11 夜会開催
夜会の始まりを中から見るのは初めての経験です。
子爵家主催で夜会は開かれませんから、きっとこれが最初で最後の経験ですね。
開催前にエントランスや受付にはお客様がいらっしゃいまして、開催の数分前にホールのドアが開けられるということらしい。
もちろんドアが開いても参加者は紳士淑女の皆様なので、駆け足ではなく人の波がゆっくりと進んでいきます。
数分掛けて入場された後は、主催者からの挨拶で夜会が開催となる運び。
私の役目は、出だしのダンスです。
主催者側が踊ったら、後はフリーの流れがこの国の主流なのです。
大丈夫、練習したし!
先ほどドアが開きまして入場が始まりました。
ドアを開けて最初に見えるのは、真正面でちょっと段になっている主催者の席。
そしてそこに、なぜか座る子爵令嬢……(ついでに並び順がおかしい)
入場している最中、そこかしこから視線がビシバシと刺さっています。
場違いな! と言うことでしょう。えぇ自分が一番存じてますから見ないで下さい。
侯爵様より開催の挨拶が行われ、ダンスへ~の流れ。
のはずが……
アウグスト様にエスコートされまして、開催のご挨拶中の侯爵様のお隣へ引っ張り出されます。
し、視線が痛い!
「嫡男のアウグストと、こちらの可憐な令嬢をご紹介します。ギュンツベルク子爵令嬢のディートリンデ嬢です」
知名度が圧倒的に低いですからね、紹介も必要ですよね~とか、言ってられない!
会場はひっそりと、そして次第にザワザワと。
おっと、笑顔笑顔っと。そしてドレスを持ってちょこんとお辞儀です。
なぜか巻き起こる「ワァー」と言う歓声と拍手に内心ビクッとしますが、平常心平常心。
突然大きな声とか、私の心臓はバクバクなのですから勘弁して下さい。
そしてダンスは、侯爵様と侯爵夫人は参加されずに、私とアウグスト様だけの独壇場になりました。
どうしてこうなった?
開催してすぐと言う事もあり、参加者の皆様のお酒量もまだ少ないからか、そこかしこからビシバシと視線を感じます。

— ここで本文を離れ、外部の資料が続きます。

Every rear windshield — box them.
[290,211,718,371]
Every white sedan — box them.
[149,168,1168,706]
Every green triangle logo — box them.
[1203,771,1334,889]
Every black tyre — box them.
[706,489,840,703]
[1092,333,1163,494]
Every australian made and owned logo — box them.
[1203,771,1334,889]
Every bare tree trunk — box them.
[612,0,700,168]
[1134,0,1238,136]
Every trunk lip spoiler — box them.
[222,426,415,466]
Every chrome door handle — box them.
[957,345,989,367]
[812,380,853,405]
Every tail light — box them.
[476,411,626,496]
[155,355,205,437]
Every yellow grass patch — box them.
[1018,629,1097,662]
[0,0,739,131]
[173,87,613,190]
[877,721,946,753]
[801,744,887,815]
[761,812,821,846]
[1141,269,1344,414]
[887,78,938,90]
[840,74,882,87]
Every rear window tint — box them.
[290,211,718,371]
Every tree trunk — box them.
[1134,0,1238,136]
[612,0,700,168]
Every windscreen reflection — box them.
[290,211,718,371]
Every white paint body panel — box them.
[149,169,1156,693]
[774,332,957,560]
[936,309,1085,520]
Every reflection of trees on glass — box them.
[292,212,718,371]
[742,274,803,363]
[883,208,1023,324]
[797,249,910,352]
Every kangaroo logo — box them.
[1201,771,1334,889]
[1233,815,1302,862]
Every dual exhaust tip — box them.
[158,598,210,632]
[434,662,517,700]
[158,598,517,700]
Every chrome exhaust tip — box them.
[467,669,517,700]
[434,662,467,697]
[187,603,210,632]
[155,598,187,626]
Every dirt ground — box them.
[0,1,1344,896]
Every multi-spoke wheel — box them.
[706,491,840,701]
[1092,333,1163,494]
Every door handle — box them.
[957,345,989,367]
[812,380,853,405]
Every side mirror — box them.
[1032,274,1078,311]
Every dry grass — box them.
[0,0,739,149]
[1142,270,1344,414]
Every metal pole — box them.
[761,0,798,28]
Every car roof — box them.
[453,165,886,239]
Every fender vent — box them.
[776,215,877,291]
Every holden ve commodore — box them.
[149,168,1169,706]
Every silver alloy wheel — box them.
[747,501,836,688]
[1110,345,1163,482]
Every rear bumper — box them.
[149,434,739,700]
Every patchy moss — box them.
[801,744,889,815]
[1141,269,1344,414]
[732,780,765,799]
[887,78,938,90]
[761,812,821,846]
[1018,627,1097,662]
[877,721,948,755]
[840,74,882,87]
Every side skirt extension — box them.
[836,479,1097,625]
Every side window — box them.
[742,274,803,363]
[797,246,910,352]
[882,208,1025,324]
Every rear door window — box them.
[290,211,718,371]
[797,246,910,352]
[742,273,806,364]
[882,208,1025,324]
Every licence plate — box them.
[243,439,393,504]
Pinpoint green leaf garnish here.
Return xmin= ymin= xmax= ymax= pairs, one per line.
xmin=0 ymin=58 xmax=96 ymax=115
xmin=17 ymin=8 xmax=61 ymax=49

ちなみに掛けられた曲は地味にステップが難しい、難易度の高めの曲でした。
い や が ら せ だーぁ!
一瞬だけ引きつった笑みが漏れますが、笑顔です。
貼り付けろっ笑顔!
顔は笑顔で、しかし頭は次のステップを思い出す。何とかギリギリ曲についていきます。
そんなあっぷあっぷな状態で、
「今日は両親が申し訳ない」
と、アウグスト様から謝罪を頂戴します。
まって、いま一杯一杯なの! とか、言えるわけなく。
にこりと笑顔を向けておきました。
何とかステップミスも無く、ダンスパート終了!!
周りからは盛大な拍手が巻き起こりました。
社交辞令ありがとーと感謝を込めてスカートを軽く持ち上げ笑顔で会釈です。
いやー何とかなった~。そう言えばアウグスト様が何か言っていたような?
チラリと視線を向ければ、相変わらずの糖度の高い笑顔が返ってきました。
お、この猫慣れて来たかな?
主催者独演会が終われば、参加した方々のダンスが始まります。理不尽な事に、その後の曲は一般的で難易度の低い曲でした。
解せん……
私があと一曲だけアウグスト様にお付き合いし、主催者席にエスコートされて戻りますと、早速とばかりに年配の貴族の方々に囲まれてしまいます。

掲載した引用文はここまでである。